El proyecto nació en abril del año pasado, cuando la llegada del nuevo Supersports abrió la puerta a explorar un formato completamente distinto en la comunicación de la marca. Internamente bautizado como “Pymkhana” —un guiño a las gymkhanas y a Pyms Lane, dirección de la factoría—, el concepto partió de una idea tan ambiciosa como arriesgada: transformar el entorno industrial de Bentley en un escenario para conducción extrema. Contra todo pronóstico, los departamentos implicados confirmaron su viabilidad, siempre que se ejecutara con una planificación exhaustiva.
Con el visto bueno del consejo de dirección, el departamento de I+D de Bentley Motors se puso manos a la obra para desarrollar una unidad experimental del Supersports llevada al límite. El objetivo era claro: eliminar las restricciones propias de un modelo de producción y maximizar su potencial dinámico. Para ello, se recalibró el diferencial electrónico de deslizamiento limitado, se desactivó permanentemente el control de estabilidad y se implementaron ajustes de software específicos para permitir burnouts tanto en parado como en movimiento.
Uno de los elementos clave fue la incorporación de un freno de mano hidráulico completamente funcional, integrado con la transmisión de doble embrague de ocho velocidades. Esta solución permitía al vehículo afrontar las estrechas curvas del complejo industrial en derrapaje controlado, en lugar de depender exclusivamente del sobreviraje por potencia. El desarrollo estuvo liderado por el ingeniero Alistair Corner, quien definió el coche como “un Supersports sin límites, capaz de mostrar el verdadero alcance de nuestro chasis y tren motriz”.
Además del vehículo principal —que ya forma parte de la colección Heritage de la marca—, Bentley preparó una segunda unidad de respaldo para cubrir cualquier eventualidad durante el rodaje de FULL SEND. Ambos coches lucían una decoración específica inspirada en el universo gymkhana, obra del artista Deathspray, y montaban llantas personalizadas de 22 pulgadas. El coche protagonista incorporaba además bloques de titanio bajo el chasis, responsables de la espectacular lluvia de chispas que culmina el film.

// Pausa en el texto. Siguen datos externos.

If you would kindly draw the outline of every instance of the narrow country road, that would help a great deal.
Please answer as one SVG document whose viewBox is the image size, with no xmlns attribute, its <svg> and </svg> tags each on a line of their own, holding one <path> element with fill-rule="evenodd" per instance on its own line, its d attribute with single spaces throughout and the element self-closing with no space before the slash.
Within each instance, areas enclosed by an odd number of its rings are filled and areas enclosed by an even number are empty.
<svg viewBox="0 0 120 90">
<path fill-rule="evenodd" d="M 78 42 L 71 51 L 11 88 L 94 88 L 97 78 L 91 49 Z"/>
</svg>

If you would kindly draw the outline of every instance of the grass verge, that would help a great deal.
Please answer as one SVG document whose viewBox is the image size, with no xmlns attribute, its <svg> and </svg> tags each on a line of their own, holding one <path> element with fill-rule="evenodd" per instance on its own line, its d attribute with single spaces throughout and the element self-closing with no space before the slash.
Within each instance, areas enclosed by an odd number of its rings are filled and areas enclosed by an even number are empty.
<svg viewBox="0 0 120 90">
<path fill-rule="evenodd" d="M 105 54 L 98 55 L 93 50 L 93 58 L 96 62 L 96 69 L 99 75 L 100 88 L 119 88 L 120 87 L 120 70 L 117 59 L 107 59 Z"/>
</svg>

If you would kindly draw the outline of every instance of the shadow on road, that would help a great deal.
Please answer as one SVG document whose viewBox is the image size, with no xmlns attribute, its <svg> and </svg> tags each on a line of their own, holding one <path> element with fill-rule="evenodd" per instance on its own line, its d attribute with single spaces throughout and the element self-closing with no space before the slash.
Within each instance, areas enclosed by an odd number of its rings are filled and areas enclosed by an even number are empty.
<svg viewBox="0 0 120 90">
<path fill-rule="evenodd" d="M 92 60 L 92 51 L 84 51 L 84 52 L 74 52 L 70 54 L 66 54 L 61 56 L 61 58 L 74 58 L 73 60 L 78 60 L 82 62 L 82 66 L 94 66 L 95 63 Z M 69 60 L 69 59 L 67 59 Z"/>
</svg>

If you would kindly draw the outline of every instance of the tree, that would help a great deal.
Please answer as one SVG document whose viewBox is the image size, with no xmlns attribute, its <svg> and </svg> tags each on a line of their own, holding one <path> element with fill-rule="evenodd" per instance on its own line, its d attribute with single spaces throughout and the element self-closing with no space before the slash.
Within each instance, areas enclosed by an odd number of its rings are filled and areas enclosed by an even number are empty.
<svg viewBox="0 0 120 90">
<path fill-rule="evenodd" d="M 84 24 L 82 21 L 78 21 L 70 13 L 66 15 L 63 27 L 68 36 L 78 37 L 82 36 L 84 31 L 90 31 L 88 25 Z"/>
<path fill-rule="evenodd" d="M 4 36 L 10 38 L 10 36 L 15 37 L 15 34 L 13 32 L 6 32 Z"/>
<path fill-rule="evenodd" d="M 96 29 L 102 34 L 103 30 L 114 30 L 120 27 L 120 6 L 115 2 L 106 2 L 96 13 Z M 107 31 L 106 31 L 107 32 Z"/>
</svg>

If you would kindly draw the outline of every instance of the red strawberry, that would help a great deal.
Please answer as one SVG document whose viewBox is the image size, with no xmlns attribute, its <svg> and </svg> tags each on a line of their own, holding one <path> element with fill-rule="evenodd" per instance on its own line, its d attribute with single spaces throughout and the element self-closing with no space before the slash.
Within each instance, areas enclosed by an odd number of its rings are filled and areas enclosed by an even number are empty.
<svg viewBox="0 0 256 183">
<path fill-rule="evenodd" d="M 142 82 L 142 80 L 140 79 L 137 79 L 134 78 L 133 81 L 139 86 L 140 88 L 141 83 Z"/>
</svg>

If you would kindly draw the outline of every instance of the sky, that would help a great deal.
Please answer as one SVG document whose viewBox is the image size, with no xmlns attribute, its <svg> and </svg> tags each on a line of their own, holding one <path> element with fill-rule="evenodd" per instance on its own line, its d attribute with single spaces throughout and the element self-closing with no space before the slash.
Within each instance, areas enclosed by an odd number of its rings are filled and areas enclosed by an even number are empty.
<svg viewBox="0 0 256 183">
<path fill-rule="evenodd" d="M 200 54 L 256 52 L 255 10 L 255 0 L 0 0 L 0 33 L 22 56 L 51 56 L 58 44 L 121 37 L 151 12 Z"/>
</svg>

El rodaje tuvo lugar entre el 26 y el 28 de septiembre de 2025, con cada escena meticulosamente coreografiada para minimizar riesgos en un entorno especialmente complejo. No hay que olvidar que se trataba de una fábrica en pleno funcionamiento, con infraestructuras críticas —como tuberías de gas, cables de fibra óptica o sistemas eléctricos— situadas a escasos centímetros de las zonas de acción. Algunas secuencias, como la persecución en el aparcamiento o los burnouts en la recta Brooklands, requirieron la participación de conductores de precisión adicionales.
El despliegue humano fue igualmente notable. Más de 100 personas participaron en la producción de FULL SEND, incluyendo un equipo principal de rodaje de unas 25 personas. Entre ellos, operadores de cámara, pilotos de dron, técnicos de minicámaras y un equipo especializado encargado de un vehículo de seguimiento único: un Bentley Bentayga W12 modificado con un brazo U-Crane para capturar tomas en movimiento de alta precisión.

A este equipo se sumaron especialistas en vehículos, coordinadores de localización, personal médico, bomberos, responsables de seguridad y conductores de vehículos históricos. Cada uno desempeñó un papel fundamental para garantizar que el rodaje se desarrollara sin incidentes reseñables.
Y así fue. A pesar de velocidades superiores a los 190 km/h y maniobras al límite, el balance final fue sorprendentemente positivo: el único daño registrado en el rodaje de FULL SEND fue un retrovisor roto. Mike Sayer, responsable de comunicación de producto y productor ejecutivo del proyecto, destacó la intensidad de las jornadas, calificándolas como “las más divertidas jamás vividas en el campus de Bentley”.
Tras los tres días de grabación, el material pasó a manos del director Jon Richards, quien lideró un proceso de edición de tres meses hasta dar forma al producto final, estrenado en enero. Como detalle añadido, el film incluye 12 “Easter Eggs”: guiños y elementos ocultos pensados para los espectadores más atentos.

“Supersports: FULL SEND” no solo representa un ejercicio de espectacularidad visual, sino también una demostración técnica del potencial extremo que puede alcanzar Bentley cuando elimina todas las limitaciones. Un proyecto que redefine los límites entre ingeniería, creatividad y entretenimiento dentro del universo del automóvil de lujo.